It’s been 45 years since TTI Inc. opened its headquarters and first distribution center in Fort Worth, Texas. Now a global IP&E specialty distributor, TTI is undergoing its most extensive facilities expansion ever.
TTI has grown significantly in the past 45 years; is now part of the Berkshire Hathaway company; and during a lackluster market most of its competitors aren’t expanding but TTI’s executive team believes the timing is perfect. Most of all, said TTI President, Global Sales and Marketing Mike Morton, TTI’s customers require more customization than ever before. “I’d say less than 15 percent of our shipments are ‘pick, pack and ship’” he said. “The rest require some degree of value-added or customization, whether it’s a simple bar code or something more complex.”
The complexity of customer requirements will only increase, added TTI Senior Vice President Global Business Operations, Don Akery. “It used to be customers were OK with placing an order in Texas and picking it up in Texas. Now, we plan transportation requirements for and with our customers: some are global; some import and export; and some ask us the best way to move things around the world.” The demand for the latter has escalated the most. “Now customers want inventory closer to the point of consumption and in Mexico they want it even more so in order to more tightly manage their supply chain,” Akery said. By the end of 2017, TTI will have eight proximity warehouses in Mexico.
Customers want the best of both worlds from their distributors: not only a local feel and presence but global capabilities and clout. They also want their deliveries coordinated with production, or ASAP. For the channel, that sometimes means making tough decisions. “We don’t want to talk the customer out of doing anything,” said Akery, “but we also have to ask ourselves ‘can we afford to do what they require?’” Global distributors have increasingly been providing online and self-service options for customers as a way to reduce costs but maintain a high level of services.
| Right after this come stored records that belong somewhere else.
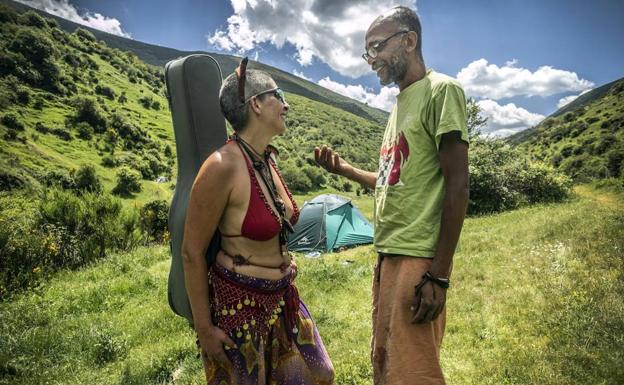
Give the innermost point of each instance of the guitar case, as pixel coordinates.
(193, 83)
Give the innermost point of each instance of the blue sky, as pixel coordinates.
(519, 59)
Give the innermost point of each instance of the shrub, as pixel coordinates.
(87, 110)
(40, 127)
(58, 178)
(109, 161)
(108, 348)
(33, 19)
(42, 234)
(105, 91)
(86, 180)
(128, 182)
(500, 179)
(540, 183)
(84, 34)
(10, 181)
(62, 133)
(23, 96)
(11, 121)
(296, 180)
(154, 219)
(38, 105)
(146, 101)
(85, 131)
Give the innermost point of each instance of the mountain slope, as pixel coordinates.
(585, 138)
(68, 99)
(159, 56)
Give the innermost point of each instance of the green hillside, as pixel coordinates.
(159, 56)
(544, 306)
(68, 99)
(584, 139)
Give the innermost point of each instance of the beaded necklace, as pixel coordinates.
(260, 164)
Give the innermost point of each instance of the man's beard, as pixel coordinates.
(395, 69)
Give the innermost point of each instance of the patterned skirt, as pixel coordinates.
(277, 341)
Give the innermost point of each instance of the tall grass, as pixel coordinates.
(537, 298)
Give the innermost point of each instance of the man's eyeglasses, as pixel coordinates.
(277, 92)
(375, 49)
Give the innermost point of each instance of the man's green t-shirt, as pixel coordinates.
(410, 186)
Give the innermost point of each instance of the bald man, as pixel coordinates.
(421, 195)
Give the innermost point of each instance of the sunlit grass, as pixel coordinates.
(536, 298)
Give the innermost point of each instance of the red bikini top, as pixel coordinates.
(261, 223)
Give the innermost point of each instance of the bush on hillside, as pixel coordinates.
(105, 91)
(501, 179)
(42, 128)
(84, 34)
(128, 182)
(85, 131)
(59, 178)
(32, 19)
(109, 161)
(86, 180)
(296, 180)
(42, 234)
(8, 14)
(154, 220)
(146, 101)
(11, 121)
(9, 181)
(87, 110)
(62, 133)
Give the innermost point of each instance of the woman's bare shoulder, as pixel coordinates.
(221, 163)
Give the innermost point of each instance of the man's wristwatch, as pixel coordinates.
(442, 282)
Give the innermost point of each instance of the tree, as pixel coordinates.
(128, 182)
(475, 120)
Some have even disengaged with unprofitable customers or lines of business.
TTI began its globalization in 1990 in Munich. The company’s model for expansion has largely been to duplicate its business from the ground up – or greenfield—in new locations. TTI’s acquisitions, which have included Mouser Electronics and Sager Electronics, have been strategic. “Certainly over our lifetime we have made about 15 acquisitions, but none of these have been to achieve geographical expansion,” said Morton. “We have always opened a TTI facility. We have made some acquisitions in both the EU and Asia, but they have been to obtain a product line, expand our product portfolio, access talent or to focus on a specialty such as power, with Sager.” Greenfielding has a number of benefits: new facilities are immediately on a common operating system; there is less of a company-culture learning curve; line card conflicts are rare and the new sales region can immediately leverage TTI’s global infrastructure.
TTI selected Munich as its EU service facility hub which will expand to 365,000 square feet by 2017. Although Germany is not the lowest cost region in the EU it is TTI’s biggest electronics market, said Akery. It is also geographically central for EU logistics purposes. “You can move products from other parts of the world pretty easily through Germany,” Akery added, “and it’s well set up to serve North Africa and Eastern Europe.”
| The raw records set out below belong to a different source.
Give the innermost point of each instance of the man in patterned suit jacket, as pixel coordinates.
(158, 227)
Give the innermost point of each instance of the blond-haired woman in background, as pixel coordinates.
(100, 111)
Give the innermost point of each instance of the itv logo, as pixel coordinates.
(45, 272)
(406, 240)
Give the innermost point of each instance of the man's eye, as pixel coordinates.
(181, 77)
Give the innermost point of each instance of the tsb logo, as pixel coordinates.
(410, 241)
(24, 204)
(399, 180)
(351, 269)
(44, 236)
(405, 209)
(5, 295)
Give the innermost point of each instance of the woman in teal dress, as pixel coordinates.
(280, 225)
TTI entered Asia in 2000, and has three distribution centers: Hong Kong, Shanghai and Singapore. The distributor’s overall footprint in Asia has expanded to 217,000 square feet. It’s difficult to support Asia centrally, said Akery. Hong Kong supports parts of mainland China and outlying regions; Singapore supports other areas in Southeast Asia; and Shanghai is a beneficial trade zone servicing mainland China. “We didn’t look at Asia as a single geography,” Morton said. “We looked at it as three distinct markets and what we are doing there is an offshoot of proximity locations and to support some specific customers.”
But globalization isn’t the main driver behind TTI’s historic facilities expansion. “The fact is, with the mix of customers between global, local and regional, a significant portion of our business wants us to look like and behave like a local distributor,” said Akery. This is particularly true in Asia. “There is still a significant amount of business in Asia conducted locally so we have to look and behave like—and provide the same products and services—as local distributors. It may sound fluffy, but there are a lot of benefits to being local, such as rapid delivery, and we have to make sure we maintain a balance between having a local presence and benefiting from the economics of a global infrastructure.”
“When we talk about Europe and Asia,” Morton added, “while we categorize them as regions there are many unique differences and requirements country by country. Again, this requires a high level of value-added: they may want shipments to be received the same day every week; unique invoicing; specific country requirements; and in addition to customer requirements each country is unique. What that means to us is we have to offer customized services but also be global in scope. We have to provide consistent products and services, but act as if we were a local distributor.”